Long-term survival from progressive multifocal leukoencephalopathy in living-donor liver transplant recipient with preformed donor-specific antibody

A 58-year-old, right-handed woman underwent living-donor liver transplantation for decompensated alcoholic liver cirrhosis. She had performed DSA, was desensitized with rituximab, and had undergone plasma exchange before transplantation. The patient received methylprednisolone (4 mg/day), tacrolimus (3 mg/day), and everolimus (1.5 mg/day).

Nine months after liver transplantation, she was admitted to our hospital with self-limited focal-to-bilateral tonic-clonic seizures. On admission, a neurological examination revealed mild acalculia and agraphia. She had no history of headache, fever, infection, or vaccination. CD4-positive and CD8-positive T cell counts were 185/μL and 1383/μL, respectively.
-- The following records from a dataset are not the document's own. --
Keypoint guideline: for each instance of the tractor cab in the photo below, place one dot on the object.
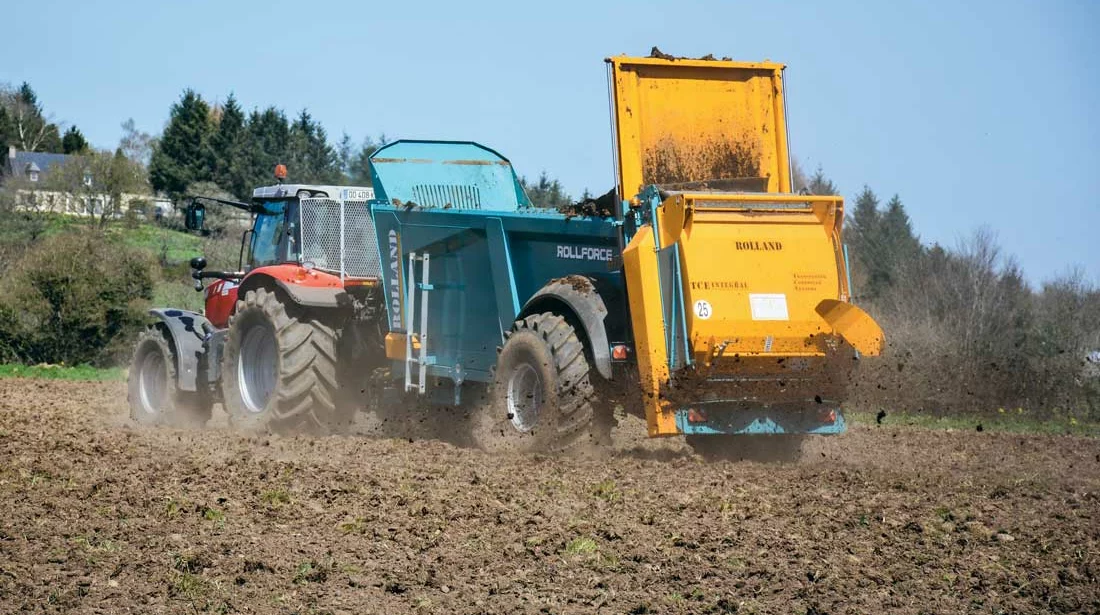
(300, 235)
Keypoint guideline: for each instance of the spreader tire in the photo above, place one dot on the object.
(541, 398)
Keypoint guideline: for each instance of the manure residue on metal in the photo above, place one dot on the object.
(677, 162)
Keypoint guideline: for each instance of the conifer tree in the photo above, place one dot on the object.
(183, 154)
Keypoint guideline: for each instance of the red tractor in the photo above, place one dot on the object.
(274, 333)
T2-weighted cranial magnetic resonance imaging (MRI) showed asymmetric, cortex-sparing white matter lesions in the left frontal, left parietal, and right parieto-occipital lobes, with weekly enlargements. Gadolinium-enhanced T1-weighted image showed partial enhancement in these brain lesions (Fig. 1A–C). Electroencephalography revealed repetitive spikes localized in the right parietal region (P4 max). Cerebrospinal fluid (CSF) examination showed no cells, a protein concentration of 33 mg/dL, an IgG index of 0.40, and positive oligoclonal IgG bands. JCV DNA was detected in the CSF using quantitative polymerase chain reaction (PCR) (166 copies/mL) at the National Institute of Infectious Diseases (Tokyo, Japan). Epstein–Barr virus, herpes simplex virus, cytomegalovirus, and varicella zoster virus were not detected by PCR. Serum and cerebrospinal fluid tests for Mycobacterium tuberculosis, Cryptococcus, syphilis, and HIV were also negative.

Fig. 1figure 1

Magnetic resonance imaging of the head. T2WI indicates T2-weigted image; T1-Gd, gadolinium-enhanced T1-weighted image. T2-weighted image at the onset of progressive multifocal encephalopathy (PML) shows asymmetric, cortex-sparing white matter lesions in the left frontal and right parieto-occipital lobes (A). Gadolinium-enhanced T1-weighted image shows partial enhancement in these brain lesions (B). The lesions enlarge weekly, with a confluent pattern (C, 1 week after initial imaging; D, 3 weeks after initial imaging)

The patient fulfilled the diagnostic criteria for definite PML (Berger et al. 2013). Immune reconstitution was initiated before confirming the PCR findings. Tacrolimus was discontinued, and the methylprednisolone and everolimus doses were gradually tapered. There was no neurological deterioration, and the JCV DNA titer was reduced from 166 to 18 copies/mL 1 week after initiating immune reconstitution. As the lesions enlarged, the treatment was switched from prednisolone and everolimus to cyclosporine alone (50 mg/day) (Fig. 1D). Mirtazapine (15 mg/day) and mefloquine (275 mg/week) were administered after approval from the institutional ethics committee. Three weeks after initiating immune reconstitution, lesion expansion ceased. Monthly tests for JCV DNA in the CSF were also negative. There was no evidence of immune reconstitution inflammatory syndrome.

Two months after initiating immune reconstitution, aspartate transaminase (AST) and alanine transaminase (ALT) levels increased to 40–60 IU/L. Liver biopsy revealed portal inflammation with lymphocytes and eosinophils, bile duct damage, and endothelialitis with bile ductular proliferation. C4d immunohistochemical staining was positive in the portal veins. Acute cellular and antibody-mediated rejection was suspected. Her immunosuppressant dose was gradually increased to 2 mg/day methylprednisolone, 1.5 mg/day everolimus, and 75 mg/day cyclosporine, with close monitoring of neurological symptoms and MRI. Subsequently, her AST and ALT levels normalized with no PML relapse.

Forty-eight months after PML onset, she lived at home with an Expanded Disability Status Scale score of 1.5. MRI performed every 6 months showed no lesion enlargement. She remained negative on PCR for CSF JCV for over 3 years and 7 months (16 PCR tests). Graft dysfunction was not observed.